Jakarta, law-justice.co - Penguasa Orde Baru membredel majalah Tempo pada 21 Juni 1994. Apa sebab sesungguhnya? Betulkah semuanya gara-gara Menteri Riset dan Teknologi  (Menristek) Bacharuddin Jusuf Habibie? Waktu itu laporan utama majalah terkemuka tersebut ihwal pembelian 39 kapal perang bekas dari Jerman Timur. Intinya, sudah mahal (US$480 juta; turun dari US$760 juta), mutunya rendah sehingga ada yang nyaris tenggelam dalam pelayaran menuju Indonesia.   

Isu yang berkembang tak lama setelah bredel terjadi adalah: Pak BJ Habibie berang akibat berita miring Tempo.  Ia lantas mengadu ke patron yang sangat mengasihi dan memanjakannya, Presiden Soeharto. Melihat kegundahan ahli konstruksi pesawat yang beroleh doktor dari Universitas Aachen, Jerman, kepala negara bertindak. Ia menyuruh Menteri Penerangan Harmoko memberangus Tempo, berikut Editor dan DeTIK.    

Kisah kapal perang bekas bermasalah. (Foto: P. Hasudungan Sirait)

Di paruh pertama 1990-an itu pendulum politik telah bergeser. Presiden Soeharto semakin memberi tempat ke kelompok Ikatan Cendekiawan Muslim Indonesia (ICMI, berdiri pada 7 Desember 1990) dan para jenderal ‘hijau’ pendukung organisasi ini (Panglima ABRI Feisal Tanjung;  Kassospol ABRI yang sejak 1995 menjadi Kepala Staf Angkatan Darat, Raden Hartono; Kepala Pusat Penerangan ABRI, Syarwan Hamid; dan yang lain).
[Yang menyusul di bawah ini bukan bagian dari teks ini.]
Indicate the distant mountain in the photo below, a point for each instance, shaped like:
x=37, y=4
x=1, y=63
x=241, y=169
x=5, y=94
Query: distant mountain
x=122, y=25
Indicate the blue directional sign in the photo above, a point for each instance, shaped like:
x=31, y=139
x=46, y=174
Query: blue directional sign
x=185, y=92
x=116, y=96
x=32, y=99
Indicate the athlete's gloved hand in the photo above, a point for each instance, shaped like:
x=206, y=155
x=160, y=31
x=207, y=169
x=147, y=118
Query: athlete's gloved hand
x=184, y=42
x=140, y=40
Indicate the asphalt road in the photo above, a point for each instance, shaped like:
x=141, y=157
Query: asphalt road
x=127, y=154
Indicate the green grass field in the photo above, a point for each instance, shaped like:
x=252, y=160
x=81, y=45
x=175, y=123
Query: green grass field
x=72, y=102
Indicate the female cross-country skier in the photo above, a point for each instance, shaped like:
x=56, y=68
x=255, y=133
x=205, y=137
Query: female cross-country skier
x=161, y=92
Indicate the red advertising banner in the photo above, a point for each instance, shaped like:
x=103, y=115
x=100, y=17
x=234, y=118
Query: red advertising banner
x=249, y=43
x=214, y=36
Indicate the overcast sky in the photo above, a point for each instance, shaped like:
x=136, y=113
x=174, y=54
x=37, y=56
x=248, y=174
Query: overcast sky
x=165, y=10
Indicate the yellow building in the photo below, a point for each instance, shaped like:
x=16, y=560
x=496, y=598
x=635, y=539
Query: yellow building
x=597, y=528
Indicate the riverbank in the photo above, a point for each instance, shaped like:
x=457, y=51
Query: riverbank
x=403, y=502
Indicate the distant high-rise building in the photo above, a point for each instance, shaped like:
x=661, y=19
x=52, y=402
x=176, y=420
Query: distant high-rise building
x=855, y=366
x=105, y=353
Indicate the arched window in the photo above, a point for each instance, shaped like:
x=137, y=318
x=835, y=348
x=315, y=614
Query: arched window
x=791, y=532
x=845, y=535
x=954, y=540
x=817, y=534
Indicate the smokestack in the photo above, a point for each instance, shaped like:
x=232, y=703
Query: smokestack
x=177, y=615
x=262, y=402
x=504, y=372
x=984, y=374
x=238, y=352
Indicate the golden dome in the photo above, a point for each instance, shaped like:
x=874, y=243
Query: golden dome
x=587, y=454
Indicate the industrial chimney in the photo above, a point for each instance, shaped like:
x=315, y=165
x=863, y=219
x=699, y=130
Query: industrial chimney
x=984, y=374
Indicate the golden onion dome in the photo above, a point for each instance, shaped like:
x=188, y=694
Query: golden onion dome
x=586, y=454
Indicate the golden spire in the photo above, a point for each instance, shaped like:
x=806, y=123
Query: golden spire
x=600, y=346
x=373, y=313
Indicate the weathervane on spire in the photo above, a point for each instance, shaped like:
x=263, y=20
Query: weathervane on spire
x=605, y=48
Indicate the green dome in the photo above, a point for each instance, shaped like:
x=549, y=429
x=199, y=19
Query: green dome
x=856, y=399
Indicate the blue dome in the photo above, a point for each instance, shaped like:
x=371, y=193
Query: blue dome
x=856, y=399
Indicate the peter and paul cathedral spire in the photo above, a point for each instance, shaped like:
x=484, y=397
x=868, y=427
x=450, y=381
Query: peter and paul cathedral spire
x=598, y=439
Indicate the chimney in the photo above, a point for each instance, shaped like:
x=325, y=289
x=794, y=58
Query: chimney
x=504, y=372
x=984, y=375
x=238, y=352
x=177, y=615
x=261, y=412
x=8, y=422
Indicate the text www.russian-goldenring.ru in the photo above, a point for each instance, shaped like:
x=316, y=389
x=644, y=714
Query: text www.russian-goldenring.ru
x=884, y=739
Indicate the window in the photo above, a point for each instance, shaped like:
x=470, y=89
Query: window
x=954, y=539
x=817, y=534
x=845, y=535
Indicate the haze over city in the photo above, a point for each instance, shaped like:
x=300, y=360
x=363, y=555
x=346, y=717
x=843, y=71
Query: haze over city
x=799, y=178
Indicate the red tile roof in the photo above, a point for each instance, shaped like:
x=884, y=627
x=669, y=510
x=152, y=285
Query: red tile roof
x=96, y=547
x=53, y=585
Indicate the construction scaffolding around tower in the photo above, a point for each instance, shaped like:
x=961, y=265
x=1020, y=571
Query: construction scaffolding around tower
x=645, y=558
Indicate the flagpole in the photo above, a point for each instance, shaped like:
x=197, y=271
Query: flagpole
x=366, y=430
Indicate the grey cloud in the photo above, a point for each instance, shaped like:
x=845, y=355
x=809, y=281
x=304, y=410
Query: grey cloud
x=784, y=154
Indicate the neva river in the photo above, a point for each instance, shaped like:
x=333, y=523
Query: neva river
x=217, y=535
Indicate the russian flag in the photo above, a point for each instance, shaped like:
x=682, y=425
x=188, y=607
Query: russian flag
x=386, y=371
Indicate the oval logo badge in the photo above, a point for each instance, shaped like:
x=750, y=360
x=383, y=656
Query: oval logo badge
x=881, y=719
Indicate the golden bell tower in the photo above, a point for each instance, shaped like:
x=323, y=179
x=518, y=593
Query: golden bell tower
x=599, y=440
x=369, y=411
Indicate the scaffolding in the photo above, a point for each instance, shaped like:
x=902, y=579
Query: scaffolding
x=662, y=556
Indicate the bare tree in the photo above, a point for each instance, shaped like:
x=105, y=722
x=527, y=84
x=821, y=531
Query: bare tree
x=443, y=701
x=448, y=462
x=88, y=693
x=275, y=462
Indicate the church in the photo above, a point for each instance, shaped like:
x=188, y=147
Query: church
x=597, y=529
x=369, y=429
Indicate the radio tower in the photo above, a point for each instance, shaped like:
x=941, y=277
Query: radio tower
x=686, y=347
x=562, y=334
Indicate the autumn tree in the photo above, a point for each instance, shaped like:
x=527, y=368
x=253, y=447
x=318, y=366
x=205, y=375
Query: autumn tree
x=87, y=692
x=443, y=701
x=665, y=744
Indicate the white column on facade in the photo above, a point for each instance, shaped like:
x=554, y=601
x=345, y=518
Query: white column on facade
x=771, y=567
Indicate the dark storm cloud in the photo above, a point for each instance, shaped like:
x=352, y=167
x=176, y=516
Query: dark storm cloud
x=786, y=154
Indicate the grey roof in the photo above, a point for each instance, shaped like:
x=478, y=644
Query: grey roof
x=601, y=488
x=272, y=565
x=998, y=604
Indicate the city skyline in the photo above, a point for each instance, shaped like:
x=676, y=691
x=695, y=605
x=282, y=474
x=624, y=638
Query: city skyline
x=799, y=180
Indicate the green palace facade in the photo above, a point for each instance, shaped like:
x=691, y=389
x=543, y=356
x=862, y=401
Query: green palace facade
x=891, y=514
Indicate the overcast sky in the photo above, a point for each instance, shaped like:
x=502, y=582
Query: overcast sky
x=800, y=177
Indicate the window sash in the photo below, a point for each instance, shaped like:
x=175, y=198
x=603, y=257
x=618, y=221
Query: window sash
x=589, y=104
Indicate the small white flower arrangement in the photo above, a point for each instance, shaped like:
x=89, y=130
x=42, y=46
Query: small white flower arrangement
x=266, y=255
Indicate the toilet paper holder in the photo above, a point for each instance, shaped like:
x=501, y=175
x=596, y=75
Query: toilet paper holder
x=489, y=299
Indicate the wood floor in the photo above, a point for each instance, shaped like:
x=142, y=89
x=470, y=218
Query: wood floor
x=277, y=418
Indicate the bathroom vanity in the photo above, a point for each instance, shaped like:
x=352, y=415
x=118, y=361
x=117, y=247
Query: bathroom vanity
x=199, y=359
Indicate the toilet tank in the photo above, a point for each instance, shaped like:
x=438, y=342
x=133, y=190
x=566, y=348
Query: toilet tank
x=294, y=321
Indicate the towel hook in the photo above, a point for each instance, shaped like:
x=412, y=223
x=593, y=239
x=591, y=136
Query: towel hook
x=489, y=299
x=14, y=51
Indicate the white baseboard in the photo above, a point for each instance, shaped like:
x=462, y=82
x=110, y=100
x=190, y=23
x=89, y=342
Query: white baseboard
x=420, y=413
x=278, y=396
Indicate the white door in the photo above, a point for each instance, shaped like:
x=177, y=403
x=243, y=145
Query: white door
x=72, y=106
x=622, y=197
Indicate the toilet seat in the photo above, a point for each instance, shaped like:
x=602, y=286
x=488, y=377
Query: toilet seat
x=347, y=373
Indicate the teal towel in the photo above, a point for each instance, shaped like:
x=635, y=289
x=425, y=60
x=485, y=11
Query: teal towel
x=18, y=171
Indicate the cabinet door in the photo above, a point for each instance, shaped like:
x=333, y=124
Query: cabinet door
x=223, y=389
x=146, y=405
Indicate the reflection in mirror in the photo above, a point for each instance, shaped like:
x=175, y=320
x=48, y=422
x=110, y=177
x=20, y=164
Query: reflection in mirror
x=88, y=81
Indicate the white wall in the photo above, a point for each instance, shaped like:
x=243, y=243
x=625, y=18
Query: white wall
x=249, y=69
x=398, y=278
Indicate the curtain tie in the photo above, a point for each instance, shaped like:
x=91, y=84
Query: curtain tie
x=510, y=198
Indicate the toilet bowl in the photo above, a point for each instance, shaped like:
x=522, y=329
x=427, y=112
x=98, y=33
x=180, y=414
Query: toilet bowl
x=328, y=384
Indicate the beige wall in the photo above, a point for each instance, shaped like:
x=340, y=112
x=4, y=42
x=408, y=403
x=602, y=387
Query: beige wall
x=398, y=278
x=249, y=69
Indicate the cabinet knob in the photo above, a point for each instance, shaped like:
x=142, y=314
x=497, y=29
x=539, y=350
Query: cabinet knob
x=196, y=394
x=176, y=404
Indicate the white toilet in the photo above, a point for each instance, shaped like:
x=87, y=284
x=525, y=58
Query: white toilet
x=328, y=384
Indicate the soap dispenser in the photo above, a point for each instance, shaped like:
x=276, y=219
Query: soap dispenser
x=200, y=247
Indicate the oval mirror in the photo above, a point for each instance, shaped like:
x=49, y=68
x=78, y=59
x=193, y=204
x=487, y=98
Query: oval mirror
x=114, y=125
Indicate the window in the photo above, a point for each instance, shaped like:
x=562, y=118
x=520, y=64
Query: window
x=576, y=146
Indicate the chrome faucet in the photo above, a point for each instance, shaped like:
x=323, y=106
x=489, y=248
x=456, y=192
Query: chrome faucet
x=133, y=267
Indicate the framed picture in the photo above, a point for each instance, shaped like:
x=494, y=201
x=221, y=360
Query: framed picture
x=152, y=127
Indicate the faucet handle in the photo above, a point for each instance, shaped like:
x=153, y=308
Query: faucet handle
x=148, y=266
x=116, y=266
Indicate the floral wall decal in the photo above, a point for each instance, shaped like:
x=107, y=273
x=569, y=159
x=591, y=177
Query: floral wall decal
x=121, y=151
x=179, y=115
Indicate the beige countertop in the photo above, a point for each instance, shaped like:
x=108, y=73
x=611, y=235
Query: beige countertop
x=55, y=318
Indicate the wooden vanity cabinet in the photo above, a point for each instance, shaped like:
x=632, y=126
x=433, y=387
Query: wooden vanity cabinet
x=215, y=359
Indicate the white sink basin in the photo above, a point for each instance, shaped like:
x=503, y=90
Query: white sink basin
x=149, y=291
Pada sisi lain, kubu ‘merah-putih’-nya Jenderal Benny Moerdani kian tersisih. Di sana ada Try Soetrisno, Edi Sudradjat, Sintong Panjaitan, Theo Syafei, Sahala Rajagukguk, dan yang lain. Luhut Binsar Panjaitan yang masih perwira menengah, menjadi bagian dari mereka.

Sebagai penentang keras Leonardus Boenyamin Moerdani (Benny Moerdani), Komandan Grup 3 Kopassus (Cijantung) Letkol Prabowo Subianto yang merupakan menantu Jend. (Pur) Soeharto menjadi bagian penting dari ABRI ‘hijau’.   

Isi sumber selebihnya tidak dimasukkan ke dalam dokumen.